If the output buffer is too small to hold the result, a ShortBufferException is thrown. In this case, repeat this call with a larger output buffer. Use getOutputSize to determine how big the output buffer should be.

Parameters:
input - the input buffer
inputOffset - the offset in input where the input starts
inputLen - the input length
output - the buffer for the result
outputOffset - the offset in output where the result is stored
Returns:
the number of bytes stored in output
Throws:
ShortBufferException - if the given output buffer is too small to hold the result
Overrides:
engineUpdate in class CipherSpi

engineDoFinal

protected byte[] engineDoFinal(byte[] input,
                               int inputOffset,
                               int inputLen)
                        throws IllegalBlockSizeException,
                               BadPaddingException
Encrypts or decrypts data in a single-part operation, or finishes a multiple-part operation. The data is encrypted or decrypted, depending on how this cipher was initialised.

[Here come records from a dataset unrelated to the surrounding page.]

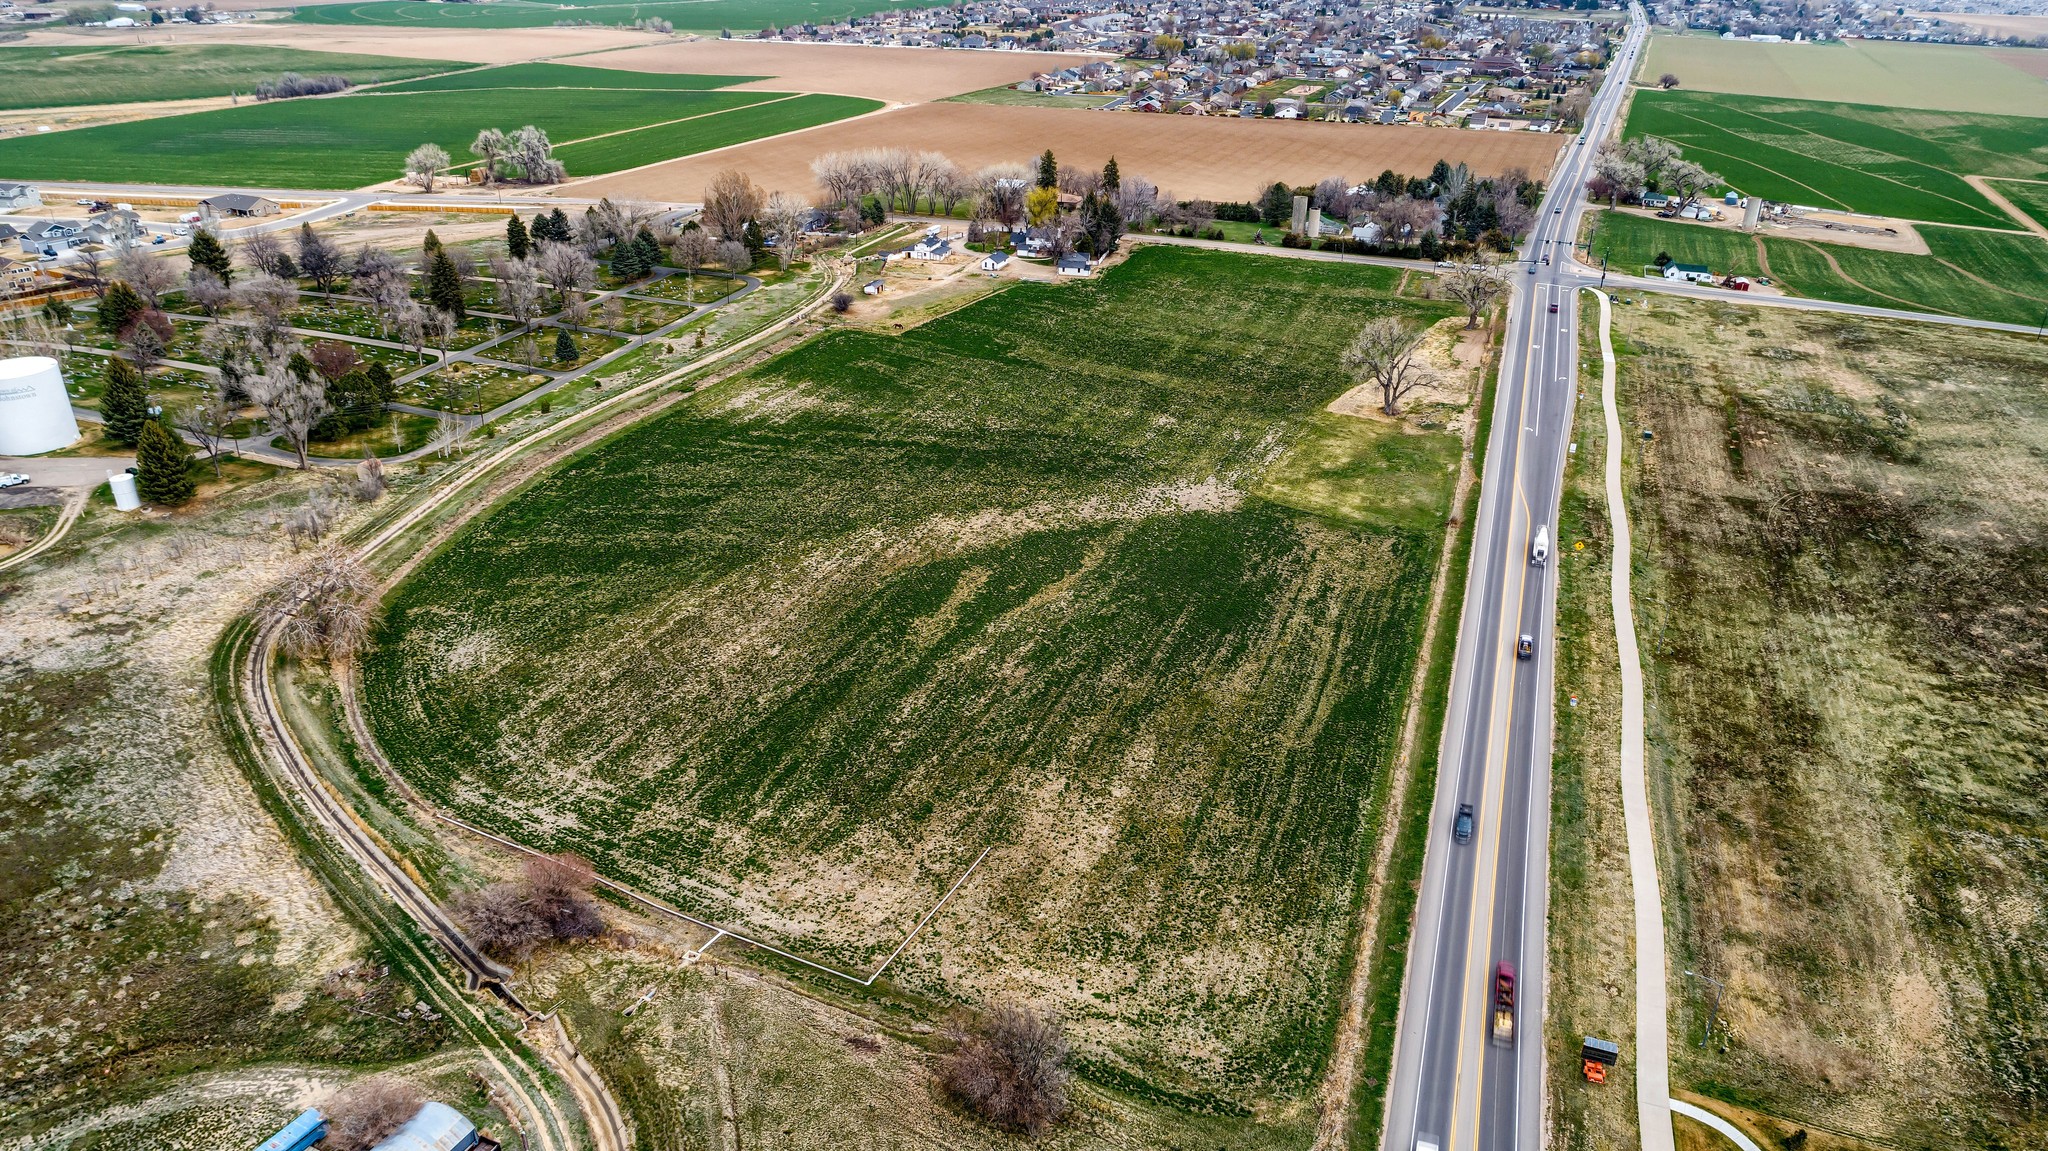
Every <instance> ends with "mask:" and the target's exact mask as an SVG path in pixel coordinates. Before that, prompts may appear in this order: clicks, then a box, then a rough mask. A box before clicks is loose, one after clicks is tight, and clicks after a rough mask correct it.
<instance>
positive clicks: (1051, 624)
mask: <svg viewBox="0 0 2048 1151" xmlns="http://www.w3.org/2000/svg"><path fill="white" fill-rule="evenodd" d="M1397 281H1399V272H1395V270H1384V268H1358V266H1337V264H1329V266H1323V264H1300V262H1280V260H1257V258H1231V256H1217V254H1208V252H1184V250H1163V248H1153V250H1143V252H1139V254H1135V256H1133V258H1130V260H1128V264H1126V266H1122V268H1120V270H1116V272H1112V274H1110V276H1108V279H1104V281H1098V283H1083V285H1059V287H1049V285H1018V287H1014V289H1010V291H1006V293H1001V295H997V297H991V299H987V301H981V303H975V305H971V307H965V309H961V311H954V313H950V315H944V317H940V319H934V322H930V324H924V326H920V328H915V330H913V332H905V334H901V336H874V334H858V332H842V334H831V336H825V338H821V340H817V342H813V344H807V346H805V348H801V350H795V352H791V354H784V356H780V358H778V360H772V363H770V365H766V367H762V369H758V371H756V373H752V375H750V377H743V379H737V381H731V383H725V385H719V387H715V389H711V391H709V393H705V395H700V397H694V399H692V401H690V403H688V406H686V408H684V410H680V412H676V414H672V416H664V418H659V420H655V422H651V424H647V426H643V428H637V430H633V432H627V434H623V436H618V438H614V440H610V442H606V444H602V446H598V449H594V451H590V453H586V455H584V457H580V459H575V461H573V463H569V465H565V467H563V469H561V471H557V473H553V475H549V477H545V479H543V481H539V483H537V485H535V487H530V489H528V492H526V494H524V496H522V498H520V500H518V502H512V504H508V506H504V508H502V510H498V512H494V514H492V516H489V518H485V520H481V522H479V524H475V526H473V528H471V530H469V532H467V535H465V537H463V539H459V541H457V543H455V545H451V547H449V549H444V551H442V553H440V555H436V557H434V559H432V561H430V563H428V565H426V567H422V571H420V575H418V578H414V580H412V582H408V584H406V586H403V588H401V590H399V592H397V594H395V598H393V602H391V610H389V623H387V631H385V641H383V645H381V647H379V651H377V655H375V657H371V659H369V664H367V668H365V680H367V692H369V702H371V707H373V717H375V719H373V723H375V725H377V729H379V737H381V739H383V741H385V745H387V750H389V752H391V756H393V758H395V760H397V762H399V764H401V768H403V770H406V772H408V774H410V776H412V778H414V780H416V782H418V784H420V786H422V788H424V791H428V793H430V795H432V797H434V799H436V801H440V803H446V805H451V807H455V809H457V811H461V813H463V815H467V817H471V819H477V821H483V823H487V825H494V827H498V829H504V832H510V834H514V836H520V838H522V840H528V842H532V844H537V846H561V844H569V842H573V844H575V846H578V850H584V852H590V854H592V856H594V858H598V860H600V866H604V868H606V870H608V872H610V875H616V877H621V879H627V881H633V883H637V885H643V887H647V889H651V891H657V893H662V895H666V897H670V899H676V901H680V903H684V905H686V907H690V909H694V911H698V913H707V915H711V918H715V920H721V922H731V924H735V926H745V930H750V932H754V934H762V936H768V938H774V940H778V942H784V944H788V946H795V948H799V950H803V952H805V954H809V956H815V958H821V961H829V963H840V965H846V967H854V969H860V971H866V969H872V965H874V963H879V958H881V956H883V954H887V952H889V948H893V946H895V942H897V940H901V938H903V936H905V934H907V930H909V926H911V924H913V922H915V920H918V915H922V913H924V911H926V909H928V907H930V905H932V903H934V901H936V897H938V895H940V893H942V891H944V889H946V885H950V883H952V881H954V879H956V877H958V875H961V872H963V870H965V868H967V866H969V864H973V862H975V860H977V856H979V852H981V850H983V848H987V850H989V856H987V860H985V862H983V864H981V868H979V870H977V872H975V879H973V883H969V885H967V887H963V889H961V895H958V897H956V901H954V903H952V905H950V909H948V913H946V915H942V918H938V920H936V922H934V924H932V926H930V928H928V930H926V936H922V938H920V942H918V946H913V948H909V950H907V952H903V956H901V958H897V963H895V967H891V973H889V979H887V981H885V983H883V985H881V987H879V993H883V995H891V997H893V1001H895V1004H899V1006H903V1004H909V1006H911V1008H915V1010H920V1012H926V1018H930V1012H934V1010H938V1006H942V1004H946V1001H952V999H967V1001H987V999H993V997H1030V999H1034V1001H1040V1004H1044V1006H1049V1008H1057V1010H1061V1012H1063V1014H1065V1016H1067V1018H1069V1026H1071V1028H1073V1032H1075V1036H1077V1040H1079V1045H1081V1053H1083V1067H1085V1071H1087V1075H1090V1077H1092V1079H1096V1081H1098V1083H1106V1085H1112V1088H1116V1090H1120V1092H1130V1094H1135V1096H1141V1098H1151V1100H1155V1102H1171V1104H1178V1106H1184V1108H1192V1110H1198V1112H1200V1110H1206V1112H1217V1114H1237V1116H1247V1114H1249V1112H1251V1108H1253V1104H1272V1102H1274V1100H1278V1108H1280V1110H1278V1112H1272V1110H1268V1114H1272V1116H1274V1120H1276V1122H1278V1124H1282V1126H1284V1124H1290V1122H1300V1120H1303V1118H1305V1112H1303V1102H1305V1094H1307V1090H1309V1088H1311V1085H1313V1083H1315V1079H1317V1073H1319V1071H1321V1061H1323V1059H1325V1053H1327V1049H1329V1038H1331V1026H1333V1016H1335V993H1337V989H1339V987H1341V981H1343V963H1346V961H1343V950H1346V940H1348V928H1350V924H1352V922H1354V915H1356V901H1358V897H1360V868H1362V864H1364V860H1368V858H1370V846H1372V840H1374V836H1376V834H1378V825H1376V819H1378V811H1376V809H1374V805H1372V803H1370V797H1372V793H1374V782H1376V780H1378V778H1380V774H1382V772H1384V766H1386V762H1389V756H1391V754H1393V739H1395V735H1397V729H1399V721H1401V700H1405V694H1407V682H1409V676H1411V670H1413V659H1415V641H1417V631H1419V616H1421V608H1423V604H1425V602H1427V594H1430V580H1432V567H1434V561H1436V555H1438V547H1440V539H1442V537H1440V532H1442V524H1444V514H1442V508H1444V502H1446V496H1448V483H1450V475H1452V463H1454V457H1456V451H1458V440H1456V438H1452V436H1448V434H1434V432H1401V430H1395V428H1391V426H1386V424H1380V422H1372V420H1356V418H1339V416H1331V414H1327V412H1321V406H1323V403H1327V401H1329V399H1331V397H1335V395H1337V393H1339V391H1343V387H1346V383H1343V379H1341V377H1339V375H1337V373H1335V369H1333V354H1335V350H1337V346H1339V344H1341V342H1343V338H1346V332H1343V330H1341V328H1333V326H1300V324H1294V322H1288V319H1286V317H1288V315H1292V313H1294V309H1296V303H1298V305H1300V307H1307V305H1309V303H1311V301H1315V303H1317V305H1319V307H1337V305H1341V307H1346V309H1352V311H1358V309H1370V307H1391V309H1399V311H1409V313H1423V315H1430V317H1438V315H1444V307H1442V305H1436V303H1423V301H1409V299H1401V301H1395V299H1391V297H1393V289H1395V285H1397ZM1245 293H1255V295H1257V297H1260V299H1266V301H1272V305H1270V307H1262V309H1257V311H1247V309H1243V307H1241V303H1239V301H1241V299H1243V297H1245ZM1161 299H1174V301H1176V305H1174V307H1169V309H1167V307H1159V301H1161ZM1333 301H1335V303H1333ZM537 541H547V543H545V545H541V543H537ZM514 569H516V573H514ZM483 588H489V592H487V594H485V592H483ZM571 588H573V594H571V592H569V590H571ZM1303 700H1315V707H1303ZM453 764H473V768H463V770H451V766H453ZM852 891H860V893H862V895H860V899H858V901H856V899H852V897H850V893H852ZM834 989H836V991H846V987H840V985H836V987H834Z"/></svg>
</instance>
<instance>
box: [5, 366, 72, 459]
mask: <svg viewBox="0 0 2048 1151" xmlns="http://www.w3.org/2000/svg"><path fill="white" fill-rule="evenodd" d="M76 438H78V420H76V418H74V416H72V397H70V395H68V393H66V391H63V373H61V371H59V369H57V360H53V358H49V356H18V358H12V360H0V455H39V453H49V451H57V449H68V446H72V440H76Z"/></svg>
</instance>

The first inputLen bytes in the input buffer, starting at inputOffset, and any input bytes that may have been buffered during a previous update operation, are processed, with padding (if requested) being applied. The result is stored in a new buffer.

The cipher is reset to its initial state (uninitialised) after this call.

Parameters:
input - the input buffer
inputOffset - the offset in input where the input starts
inputLen - the input length
Returns:
the new buffer with the result
Throws:
IllegalBlockSizeException - if this cipher is a block cipher, no padding has been requested (only in encryption mode), and the total input length of the data processed by this cipher is not a multiple of block size
BadPaddingException - if this cipher is in decryption mode, and (un)padding has been requested, but the decrypted data is not bounded by the appropriate padding bytes.
Overrides:
engineDoFinal in class CipherSpi

engineDoFinal

protected int engineDoFinal(byte[] input,
                            int inputOff,
                            int inputLen,
                            byte[] output,
                            int outputOff)
                     throws ShortBufferException,
                            IllegalBlockSizeException,
                            BadPaddingException
Encrypts or decrypts data in a single-part operation, or finishes a multiple-part operation. The data is encrypted or decrypted, depending on how this cipher was initialised.

The first inputLen bytes in the input buffer, starting at inputOffset, and any input bytes that may have been buffered during a previous update operation, are processed, with padding (if requested) being applied. The result is stored in the output buffer, starting at outputOffset.

If the output buffer is too small to hold the result, a ShortBufferException is thrown. In this case, repeat this call with a larger output buffer. Use getOutputSize to determine how big the output buffer should be.

Parameters:
input - the input buffer
inputOffset - - the offset in input where the input starts
inputLen - - the input length
output - - the buffer for the result
outputOffset - - the offset in output where the result is stored
Throws:
IllegalBlockSizeException - if this cipher is a block cipher, no padding has been requested (only in encryption mode), and the total input length of the data processed by this cipher is not a multiple of block size
ShortBufferException - if the given output buffer is too small to hold the result
BadPaddingException - if this cipher is in decryption mode, and (un)padding has been requested, but the decrypted data is not bounded by the appropriate padding bytes
Overrides:
engineDoFinal in class CipherSpi

initCipher

protected abstract void initCipher(int opmode,
                                   byte[] salt,
                                   int iteration,
                                   char[] password)
This method is provided by the specific implementation to create the digest from the password and the algorithm parameters. This digest is then used to create the SecretKey and the IV for the cipher.